Ha, en tant qu'auteur publiée chez ces personnes de si bonne volonté, j'ai dû manquer le pigeon voyageur qui était venu m'informer de tout ça... Ou alors les clebs du voisin l'ont bouffé. On ne sait jamais, en plein confinement...
En même temps, que sont donc ces "délais habituels" de remise des relevés et de paiement ? On se le demande... 8-/ 8-/ 8-/
Stephane Marsan
09/04/2020 à 17:16
Bonjour, si vous avez été omis.e par erreur dans la liste des destinataires de mon courriel, toutes mes excuses. Mais comme vous choisissez de ne pas révéler votre identité ici, pour une raison étrange, vous m'accorderez que ça ne va pas me permettre de réparer. Merci donc de me contacter à s.marsan@bragelonne.fr, et je pourrai vous l'envoyer.
Stéphane Marsan
Aïe aïe aïe...
09/04/2020 à 08:48
Ne serait-ce pas le moment de jouer un peu cartes sur table et que chaque auteur puisse avoir les moyens de suivre en direct ses ventes ? (c'est possible : des maisons comme Calmann-Lévy le proposent... Ça doit donc être à la portée de tous. Et honnêtement, d'un point de vue technique, c'est trivial. Si un éditeur ne sait pas comment faire, je peux lui mettre en place... moyennant finance bien entendu)
D'autre part, en ce qui concerne la maison Gallimard, est-il vrai que cet éditeur ne verse pas d'à-valoir « parce que c'est prestigieux d'être édité là-bas et que le nom de Gallimard suffit ». Y aurait-il quelqu'un pour confirmer (ou infirmer) ? Si c'est vrai, ça donne du piquant aux paroles de cet éditeur...
Stephane Marsan
09/04/2020 à 17:19
Bonjour, les auteur.e.s publiés par Bragelonne peuvent connaître leurs ventes hebdomadaires sur simple demande auprès de moi ou de la direction commerciale. Ils.elles pourront témoigner que je n'en fais jamais mystère. Toutefois, ces chiffres doivent être accompagnés d'explications car certains paramètres, flux aller, flux net, écoulement, mise en place etc. ne sont pas évidents pour qui n'en est pas familier.
Aïe Aie Aïe
10/04/2020 à 08:13
C'est une bonne initiative... moyenne.
Pourquoi ne pas aller jusqu'au bout ? Prenez-vous les auteurs pour des gens incompétents ? S'ils vont sur une page web dédiée avec toutes les informations ad hoc, ne croyez-vous qu'ils seront capables de se tourner vers vous pour demander ce qu'ils ne comprennent pas ?
Tous les auteurs devraient avoir un accès sur un serveur de l'éditeur avec l'état des ventes « en direct » et ce qu'ils gagnent...

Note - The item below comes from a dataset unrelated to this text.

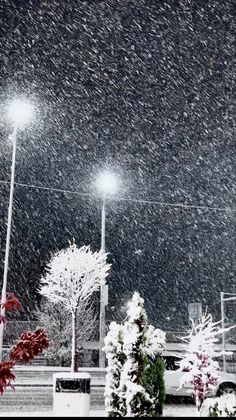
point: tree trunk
(74, 359)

Je ne parle même pas de les payer aussi au mois au regard de ces ventes...
Efforts partagés...
10/04/2020 à 18:42
Aïe Aïe Aïe, je vous trouve même bien indulgent de parler de bonne initiative. Dire que les auteurs ont besoin d'être guidés dans la lecture de leur relevé, c'est déjà témoigner d'une telle infantilisation de la profession ! Ah non, mes excuses, c'est sans doute seulement un loisir, d'où notre supposée incompétence en la matière. On fait ça pour l'amour de l'art et non pour en tirer subsistance. C'est bien connu :red:
Quant aux mailing list de l'un, elles me semblent aussi défaillantes que les relevés annuels de l'autre. C'est tout de même assez cocasse de nous proposer des compte-rendus hebdo quand obtenir les relevés annuels se révèle une lutte de... toutes les années !
Et qu'on ne vienne pas me dire que c'est à l'auteur de réclamer. Parce que si j'ai bonne mémoire, il y est inscrit noir sur blanc dans le contrat le DEVOIR de l'éditeur de porter à la connaissance de son auteur le relevé des ventes dans les six mois suivant la clôture des comptes. Ou seraient-ce encore de ces belles paroles dans le vent ? Il me semblait pourtant qu'en tant que reflet de la volonté des parties, un contrat commercial avait force de loi...
Ne relèverait-il donc pas du professionnalisme du directeur de service de s'assurer que tout est en ordre dans ses rangs ? Plutôt que de faire passer les auteurs pour d'éternels enfants trop turbulents?
D'ailleurs, j'aimerais beaucoup voir la tête de n'importe quel salarié lambda si on lui disait du jour au lendemain "oh non, en fait, on est en retard sur ta feuille de paye. Et pour te payer, on verra. Le contrat ? Quel contrat ? Ah ce truc ? Eh bien en temps de pénurie de papier toilette, on sait au moins à quoi il pourra servir..."
C'est pourtant la réponse qui m'est le plus souvent apportée. En plus poli, mais elle m'amuse toutefois assez peu.